Checking for duplicates in a vector [duplicate]
Possible Duplicate:
Determining if an unordered vector<T> has all unique elements
I have to check a vector for duplicates. What is the best way to approach this:
I take the first element, compar开发者_StackOverflow中文版e it against all other elements in the vector. Then take the next element and do the same and so on.
Is this the best way to do it, or is there a more efficient way to check for dups?
If your vector is an STL container, the solution is easy:
std::sort(myvec.begin(), myvec.end());
std::erase(std::unique(myvec.begin(), myvec.end()), myvec.end());
According to cppreference (https://en.cppreference.com/w/cpp/algorithm/unique), the elements are shifted around so that the values from myvec.begin()
to the return value of std::unique
are all unique. The elements after the iterator returned by std::unique
are unspecified (useless in every use-case I've seen) so remove them from the std::vector<A>
using std::vector<A>::erase
.
Use a hash table in which you insert each element. Before you insert an element, check if it's already there. If it is, you have yourself a duplicate. This is O(n)

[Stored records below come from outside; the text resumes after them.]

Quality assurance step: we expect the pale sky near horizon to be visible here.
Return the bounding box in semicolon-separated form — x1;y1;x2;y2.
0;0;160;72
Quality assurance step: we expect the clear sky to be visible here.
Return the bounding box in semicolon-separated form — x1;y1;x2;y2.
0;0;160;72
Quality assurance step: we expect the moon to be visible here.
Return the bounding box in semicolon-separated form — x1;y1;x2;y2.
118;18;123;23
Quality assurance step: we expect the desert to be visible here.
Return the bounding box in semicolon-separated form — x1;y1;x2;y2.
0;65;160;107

on average, but the worst case is just as bad as your current method.
Alternatively, you can use a set to do the same thing in O(n log n)
worst case. This is as good as the sorting solution, except it doesn't change the order of the elements (uses more memory though since you create a set).

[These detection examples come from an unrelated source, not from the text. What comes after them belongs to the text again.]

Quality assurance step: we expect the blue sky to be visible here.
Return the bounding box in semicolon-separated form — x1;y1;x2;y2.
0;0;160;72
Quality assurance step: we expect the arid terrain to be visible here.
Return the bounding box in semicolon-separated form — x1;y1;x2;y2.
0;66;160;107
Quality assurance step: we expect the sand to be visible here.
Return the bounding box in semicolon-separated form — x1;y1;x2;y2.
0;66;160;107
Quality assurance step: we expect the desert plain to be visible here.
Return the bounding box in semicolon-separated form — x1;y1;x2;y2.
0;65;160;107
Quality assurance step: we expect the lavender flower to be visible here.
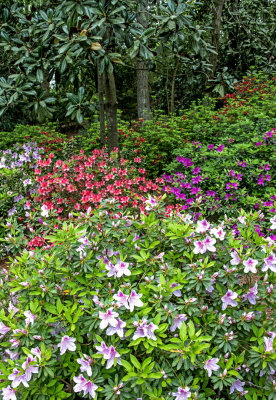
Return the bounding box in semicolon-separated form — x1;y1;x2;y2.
203;358;220;378
57;335;77;355
221;290;238;310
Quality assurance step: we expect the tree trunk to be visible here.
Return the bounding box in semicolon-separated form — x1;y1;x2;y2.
136;0;151;120
104;72;119;152
97;63;106;146
207;0;225;84
170;54;180;114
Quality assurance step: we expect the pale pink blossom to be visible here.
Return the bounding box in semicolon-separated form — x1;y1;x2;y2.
2;385;17;400
57;335;77;355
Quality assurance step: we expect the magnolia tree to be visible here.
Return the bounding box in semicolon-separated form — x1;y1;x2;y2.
0;197;276;400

Another way is to copy your vector to another vector, sort that and check the adjacent elements there. I'm not sure if this is faster than the set solution, but I think sorting adds less overhead than the balanced search trees a set uses so it should be faster in practice.
Of course, if you don't care about keeping the original order of the elements, just sort the initial vector.
If you don't care about an occasional false positive, you can use a Bloom Filter to detect probable duplicates in the collection. If false positives can't be accepted, take the values that fail the filter and run a second detection pass on those. The list of failed values should be fairly small, although they will need to be checked against the full input.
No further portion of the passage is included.